La puissance justement, le barbecue en est l'un des fers de lance. "Celui qui s'occupe du barbecue détient un certain pouvoir", analyse Claudia Schirrmeister. "Il peut devenir un véritable symbole de statut social. À l'heure où la cuisine est élevée au rang de culte et où le barbecue devient une philosophie, se positionner comme le meilleur grilleur vaut dans certains groupes sociaux au moins autant que posséder une nouvelle voiture".
En clair, maîtriser la cuisson du festin familial renfermerait une valeur sociale insoupçonnée, garante de la capacité de l'homme aux commandes à subvenir aux besoin et assurer le bien être de ses semblables. Question de standing. Observez d'ailleurs avec quel naturel une meute d'hommes affamés se réunissent instinctivement autour du barbecue lorsque celui-ci est allumé. Tel le feu sacré autour duquel se réunirait une tribu, ces messieurs s'amassent, l'été venu et bière à la main, autour de l'objet et de celui qui le maîtrise. Ce dernier étant généralement reconnaissable à la pince qu'il tient entre les mains pour retourner les pièces de viande en pleine cuisson.
Par extension, il est d'ailleurs intéressant d'observer à quel point le barbecue peut être revu à toutes les sauces... jusqu'à séduire les hommes de pouvoir, qui le transforment alors en véritable outil de communication politique.

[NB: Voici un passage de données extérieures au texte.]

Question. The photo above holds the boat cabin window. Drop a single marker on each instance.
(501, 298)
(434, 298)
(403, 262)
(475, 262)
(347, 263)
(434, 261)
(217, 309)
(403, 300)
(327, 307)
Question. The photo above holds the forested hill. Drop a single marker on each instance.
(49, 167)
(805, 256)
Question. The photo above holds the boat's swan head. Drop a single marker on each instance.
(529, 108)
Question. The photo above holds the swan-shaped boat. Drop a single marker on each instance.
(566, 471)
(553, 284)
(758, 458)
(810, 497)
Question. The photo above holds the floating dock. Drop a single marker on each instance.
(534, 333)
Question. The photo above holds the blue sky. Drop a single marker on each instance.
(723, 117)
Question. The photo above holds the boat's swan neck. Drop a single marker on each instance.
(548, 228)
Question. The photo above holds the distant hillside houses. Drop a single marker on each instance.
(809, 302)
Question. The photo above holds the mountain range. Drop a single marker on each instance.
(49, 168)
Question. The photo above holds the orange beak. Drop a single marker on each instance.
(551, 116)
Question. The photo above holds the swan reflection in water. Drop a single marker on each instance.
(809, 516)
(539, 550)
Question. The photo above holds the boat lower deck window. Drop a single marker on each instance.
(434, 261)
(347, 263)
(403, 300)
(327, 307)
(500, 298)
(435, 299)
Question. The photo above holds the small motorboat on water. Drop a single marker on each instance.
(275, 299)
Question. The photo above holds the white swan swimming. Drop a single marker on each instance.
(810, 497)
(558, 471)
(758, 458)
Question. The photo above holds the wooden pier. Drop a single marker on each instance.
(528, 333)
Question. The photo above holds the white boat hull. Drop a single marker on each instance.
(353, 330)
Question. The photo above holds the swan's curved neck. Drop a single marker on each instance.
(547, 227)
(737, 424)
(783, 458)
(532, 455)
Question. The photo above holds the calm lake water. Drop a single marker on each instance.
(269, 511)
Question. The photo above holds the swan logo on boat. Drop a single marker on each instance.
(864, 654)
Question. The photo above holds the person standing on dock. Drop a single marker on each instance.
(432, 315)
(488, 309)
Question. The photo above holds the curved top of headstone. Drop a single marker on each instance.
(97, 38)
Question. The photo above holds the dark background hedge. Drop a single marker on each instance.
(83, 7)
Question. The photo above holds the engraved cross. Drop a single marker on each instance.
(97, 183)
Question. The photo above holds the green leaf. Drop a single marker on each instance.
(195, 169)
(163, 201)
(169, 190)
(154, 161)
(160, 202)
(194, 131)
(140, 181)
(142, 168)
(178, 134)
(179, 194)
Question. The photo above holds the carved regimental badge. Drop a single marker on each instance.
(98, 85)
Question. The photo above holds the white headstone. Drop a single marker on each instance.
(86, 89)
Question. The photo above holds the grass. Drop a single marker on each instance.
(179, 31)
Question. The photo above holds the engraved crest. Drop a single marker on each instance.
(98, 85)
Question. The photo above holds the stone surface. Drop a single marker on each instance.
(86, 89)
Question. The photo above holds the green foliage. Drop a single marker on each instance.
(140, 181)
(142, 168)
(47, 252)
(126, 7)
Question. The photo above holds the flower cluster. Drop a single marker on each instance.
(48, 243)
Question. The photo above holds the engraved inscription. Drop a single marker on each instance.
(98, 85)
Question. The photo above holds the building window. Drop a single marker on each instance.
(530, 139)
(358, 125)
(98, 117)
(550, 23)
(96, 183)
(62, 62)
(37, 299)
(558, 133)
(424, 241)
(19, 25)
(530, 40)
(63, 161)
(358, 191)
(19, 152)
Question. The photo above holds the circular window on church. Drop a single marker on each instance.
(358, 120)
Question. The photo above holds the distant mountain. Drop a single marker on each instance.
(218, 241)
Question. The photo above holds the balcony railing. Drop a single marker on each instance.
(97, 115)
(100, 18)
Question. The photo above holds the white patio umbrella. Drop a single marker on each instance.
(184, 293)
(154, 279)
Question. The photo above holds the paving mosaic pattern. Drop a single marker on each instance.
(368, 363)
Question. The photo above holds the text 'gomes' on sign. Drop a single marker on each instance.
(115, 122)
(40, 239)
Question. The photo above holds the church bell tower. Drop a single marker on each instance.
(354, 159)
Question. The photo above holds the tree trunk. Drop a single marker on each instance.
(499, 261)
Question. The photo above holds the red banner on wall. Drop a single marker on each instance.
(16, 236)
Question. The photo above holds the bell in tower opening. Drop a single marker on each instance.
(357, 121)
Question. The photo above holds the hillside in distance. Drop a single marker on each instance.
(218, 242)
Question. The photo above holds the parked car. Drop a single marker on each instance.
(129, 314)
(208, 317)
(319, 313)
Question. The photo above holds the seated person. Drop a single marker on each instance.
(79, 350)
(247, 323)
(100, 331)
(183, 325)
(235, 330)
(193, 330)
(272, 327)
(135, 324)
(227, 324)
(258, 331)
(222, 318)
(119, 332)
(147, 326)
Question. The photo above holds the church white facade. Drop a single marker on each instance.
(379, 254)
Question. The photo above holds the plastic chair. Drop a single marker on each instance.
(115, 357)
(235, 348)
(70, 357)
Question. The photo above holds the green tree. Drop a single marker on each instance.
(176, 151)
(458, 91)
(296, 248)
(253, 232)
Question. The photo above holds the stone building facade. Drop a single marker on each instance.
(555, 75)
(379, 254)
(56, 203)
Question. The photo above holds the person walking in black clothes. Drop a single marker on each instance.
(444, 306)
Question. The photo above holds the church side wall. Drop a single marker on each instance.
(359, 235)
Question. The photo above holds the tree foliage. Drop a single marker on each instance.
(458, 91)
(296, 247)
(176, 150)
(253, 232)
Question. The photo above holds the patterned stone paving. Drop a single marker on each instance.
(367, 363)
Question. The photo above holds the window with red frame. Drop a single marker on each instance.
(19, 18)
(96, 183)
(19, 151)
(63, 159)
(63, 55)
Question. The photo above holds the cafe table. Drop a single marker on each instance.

Si Alain Juppé, candidat à la primaire de la droite et du centre, a récemment réuni ses partisans à Suresnes autour d'un barbecue convivial, il n'est pas le premier à s'attribuer les mérites d'une bonne viande braisée. Grand amateur de l'exercice, Barack Obama n'a pas hésité, en 2009, à se mettre en scène aux côtés du chef Bobby Flay en passant le tablier pour quelques grillades destinées à la Maison Blanche.
Alors le barbecue, chasse gardée des hommes ? Pas si sûr. "Dire que le barbecue est une affaire d'hommes, c'est un pur cliché", estime Désirée Stohler, de Bottmingen en Suisse. La jeune femme de 27 ans sait de quoi elle parle : avec son équipe de Baby Bruzzler, elle a remporté en 2014 un titre professionnel au "Bell BBQ Masters", très sérieux concours adressé aux as de la cuisson.
La Suisse reconnaît pourtant qu'en la matière, il est difficile de se faire une place. "Les hommes occupent une place prédominante dans le barbecue, on le voit dans les compétitions", fait-elle observer avant de faire valoir que, peu importe le genre, le barbecue recquiert de l'apprentissage. "Les hommes n'ont pas ce savoir inné non plus. N'allez pas croire qu'ils se mettent comme ça un jour au barbecue et réussissent du premier coup un steak parfait". Le grill deviendra-t-il un jour le nouveau terrain de jeu d'une guerre des sexes ? Avant de vous lancer dans le combat, prenez des forces et savourez ces côtelettes.